Co-Robotic Precision Irrigation Device

This research was on a novel co-robotic device that adjusts flow emitter valves for precision irrigation. The work was done under Professor Ken Goldberg’s Automation Lab (Autolab) in my 1st year at Berkeley.

Ag device gif

I worked on designing a vision tracking system to quantify grasping uncertainty and rapid-protopying to develop the device. This work was published in IEEE’s International Conference on Automation Science and Engineering (Case 2016).


Motivation and Concept

Agricultural irrigation uses 85% of the world’s freshwater. Drip irrigation is commonly used to service a wide area of plants, however, the method is prone to inefficiencies and overwatering. The goal of the research is to propose a novel hand held device that will adjust drip emitter valves.

Date Full Device

Using overhead UAV or satellite imaging to determine which areas of plant need more or less water, this device will then be deployed to adjust valves for certain areas to prevent over and underwatering.
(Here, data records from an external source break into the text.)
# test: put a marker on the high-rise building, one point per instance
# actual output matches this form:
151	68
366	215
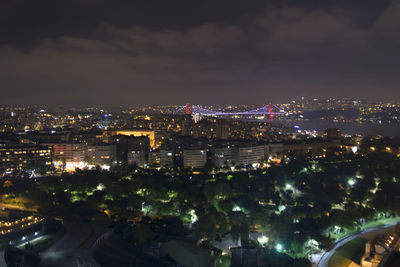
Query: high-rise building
17	159
104	154
137	157
194	158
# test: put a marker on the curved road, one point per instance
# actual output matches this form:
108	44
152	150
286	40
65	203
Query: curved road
323	262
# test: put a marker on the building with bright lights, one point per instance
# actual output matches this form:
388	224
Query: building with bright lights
194	158
17	159
69	152
149	133
99	155
137	157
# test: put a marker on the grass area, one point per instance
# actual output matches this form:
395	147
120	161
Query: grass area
367	225
223	261
45	242
345	253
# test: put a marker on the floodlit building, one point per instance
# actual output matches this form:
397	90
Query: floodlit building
69	152
15	159
250	155
149	133
224	157
194	158
99	155
166	158
137	157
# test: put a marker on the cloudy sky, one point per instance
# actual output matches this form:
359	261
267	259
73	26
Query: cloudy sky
111	52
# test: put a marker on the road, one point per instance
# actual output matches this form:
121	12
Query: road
73	249
15	207
323	262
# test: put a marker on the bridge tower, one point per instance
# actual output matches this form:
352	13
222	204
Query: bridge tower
188	109
271	112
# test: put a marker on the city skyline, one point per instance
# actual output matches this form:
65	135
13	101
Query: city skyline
117	52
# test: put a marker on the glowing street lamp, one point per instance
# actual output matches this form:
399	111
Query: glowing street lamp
351	182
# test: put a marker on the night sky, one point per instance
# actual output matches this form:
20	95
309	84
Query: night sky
111	52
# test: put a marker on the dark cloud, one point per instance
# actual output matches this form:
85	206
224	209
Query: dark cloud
275	53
Although the design is of a hand held device, the hope is to attach it onto a robotic vehicle that can meticulously service wide areas instead of a human.

Agricultural Concept

Due to the small size of these end effector, the device presented has two mechanisms to align and adjust individual emitter valves. The course adjustment utilize plastic arms that will center the device to the valve while the fine adjustment uses a flexible coupling for any angular deviations.

Date features


Vision Tracking System and Testing

It was vital to experimentally evaluate the effectiveness of the adjustment mechanism to quantify what range of linear and angular deviation will the device correct for and still be able to perform properly. I designed the vision tracking system that will analyze the overhead image to locate the device and calculate its angular and linear misalignments through multiple grasping trials.

Date closeup

Above shows the experiments where the fine adjustment compensated for the angular deviation and resulted in a successful grasp. Below shows the image analysis (using Matlab) that calculated the magnitude of the approach vector’s angular and linear deviations.

Vision System

After 60 grasping trials, the program aggregates the linear and angular orientation errors to compute a 90% success region where the adjustment can compensate for.